The U.S. Surgeon General, Dr. Vivek Murthy, has declared that widespread loneliness in the United States is a public health epidemic, with health risks comparable to smoking up to 15 cigarettes per day, which costs the health industry billions of dollars every year.

According to an 81-page report from his office, about 50% of U.S. adults have experienced loneliness. Dr. Murthy stated in an interview with The Associated Press that loneliness is a common feeling and is similar to hunger or thirst, as it is a signal from the body that something essential for survival is missing.

He issued an advisory to raise awareness about the prevalence of loneliness and the need to address it.

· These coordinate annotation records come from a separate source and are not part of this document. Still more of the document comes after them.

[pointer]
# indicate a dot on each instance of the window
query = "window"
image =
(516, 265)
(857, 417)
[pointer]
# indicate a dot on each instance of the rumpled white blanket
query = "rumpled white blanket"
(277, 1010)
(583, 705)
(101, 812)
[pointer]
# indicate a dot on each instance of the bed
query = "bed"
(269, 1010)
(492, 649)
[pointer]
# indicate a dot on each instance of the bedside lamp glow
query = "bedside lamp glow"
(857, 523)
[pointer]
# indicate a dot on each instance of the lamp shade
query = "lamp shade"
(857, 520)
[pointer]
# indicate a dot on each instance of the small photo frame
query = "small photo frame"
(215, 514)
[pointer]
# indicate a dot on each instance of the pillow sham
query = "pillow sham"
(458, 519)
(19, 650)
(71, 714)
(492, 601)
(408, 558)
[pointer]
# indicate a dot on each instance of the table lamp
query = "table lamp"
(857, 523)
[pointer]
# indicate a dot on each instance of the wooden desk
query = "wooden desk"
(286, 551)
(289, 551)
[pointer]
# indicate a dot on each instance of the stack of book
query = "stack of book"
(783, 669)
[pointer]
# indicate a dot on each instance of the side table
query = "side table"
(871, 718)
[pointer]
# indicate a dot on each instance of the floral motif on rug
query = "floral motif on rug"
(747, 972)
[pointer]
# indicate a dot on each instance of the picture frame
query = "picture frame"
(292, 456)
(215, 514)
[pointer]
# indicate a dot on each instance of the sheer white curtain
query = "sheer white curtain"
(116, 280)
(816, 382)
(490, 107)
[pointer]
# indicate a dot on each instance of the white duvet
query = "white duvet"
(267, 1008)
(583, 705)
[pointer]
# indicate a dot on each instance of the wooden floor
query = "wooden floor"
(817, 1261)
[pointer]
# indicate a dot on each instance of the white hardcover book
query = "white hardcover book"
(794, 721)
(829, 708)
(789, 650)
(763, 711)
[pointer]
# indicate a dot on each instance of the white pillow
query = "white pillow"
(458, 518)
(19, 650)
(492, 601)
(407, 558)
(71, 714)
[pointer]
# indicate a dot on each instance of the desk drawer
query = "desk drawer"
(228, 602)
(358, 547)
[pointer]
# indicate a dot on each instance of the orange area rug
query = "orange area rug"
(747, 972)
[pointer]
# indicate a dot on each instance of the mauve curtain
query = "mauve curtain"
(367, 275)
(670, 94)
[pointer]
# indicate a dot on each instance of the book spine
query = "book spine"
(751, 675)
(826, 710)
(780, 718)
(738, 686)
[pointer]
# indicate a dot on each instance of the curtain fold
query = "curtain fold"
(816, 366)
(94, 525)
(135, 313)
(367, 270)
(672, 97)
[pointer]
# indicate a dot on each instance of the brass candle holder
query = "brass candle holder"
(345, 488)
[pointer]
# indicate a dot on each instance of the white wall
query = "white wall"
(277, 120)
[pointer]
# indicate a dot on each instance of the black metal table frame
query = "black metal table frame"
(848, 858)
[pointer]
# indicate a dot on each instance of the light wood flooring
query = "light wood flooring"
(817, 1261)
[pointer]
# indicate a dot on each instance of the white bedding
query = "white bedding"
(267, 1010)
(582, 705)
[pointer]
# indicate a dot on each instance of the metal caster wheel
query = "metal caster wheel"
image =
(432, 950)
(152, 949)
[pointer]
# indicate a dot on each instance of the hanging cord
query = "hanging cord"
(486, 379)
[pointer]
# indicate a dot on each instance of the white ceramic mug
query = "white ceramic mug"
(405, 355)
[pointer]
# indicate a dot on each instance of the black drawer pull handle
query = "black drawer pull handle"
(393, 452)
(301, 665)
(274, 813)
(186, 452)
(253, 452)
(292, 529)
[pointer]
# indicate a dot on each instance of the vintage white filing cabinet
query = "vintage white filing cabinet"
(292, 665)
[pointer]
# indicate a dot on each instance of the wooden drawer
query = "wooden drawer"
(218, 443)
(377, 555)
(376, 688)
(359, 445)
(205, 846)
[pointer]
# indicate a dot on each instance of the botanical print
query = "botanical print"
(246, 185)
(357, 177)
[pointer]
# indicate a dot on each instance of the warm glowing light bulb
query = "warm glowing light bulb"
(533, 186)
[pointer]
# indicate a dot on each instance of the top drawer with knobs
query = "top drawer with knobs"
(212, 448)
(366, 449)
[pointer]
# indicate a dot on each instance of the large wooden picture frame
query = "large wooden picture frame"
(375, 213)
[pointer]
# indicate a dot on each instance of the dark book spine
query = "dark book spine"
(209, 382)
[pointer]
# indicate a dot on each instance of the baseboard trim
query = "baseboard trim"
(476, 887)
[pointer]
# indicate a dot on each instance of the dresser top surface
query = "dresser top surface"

The recent declaration by the U.S. Surgeon General about loneliness is aimed at raising awareness about the issue but will not lead to any federal funding or programs to tackle it.

Research indicates that Americans have become increasingly isolated from community organizations, religious institutions, and even family members in recent decades, leading to a rise in loneliness.

Additionally, the number of single households has doubled over the past six decades. The COVID-19 pandemic has further worsened the crisis by forcing schools and workplaces to shut down, causing millions of Americans to isolate themselves at home away from friends and family.

The surgeon general’s report reveals that people reduced their social circles during the pandemic, and the time spent with friends dropped from 60 minutes daily nearly two decades earlier to only 20 minutes per day in 2020.

The younger generation, specifically those aged between 15 and 24, has been severely impacted by the loneliness epidemic, with a 70 percent decrease in time spent with friends during the pandemic.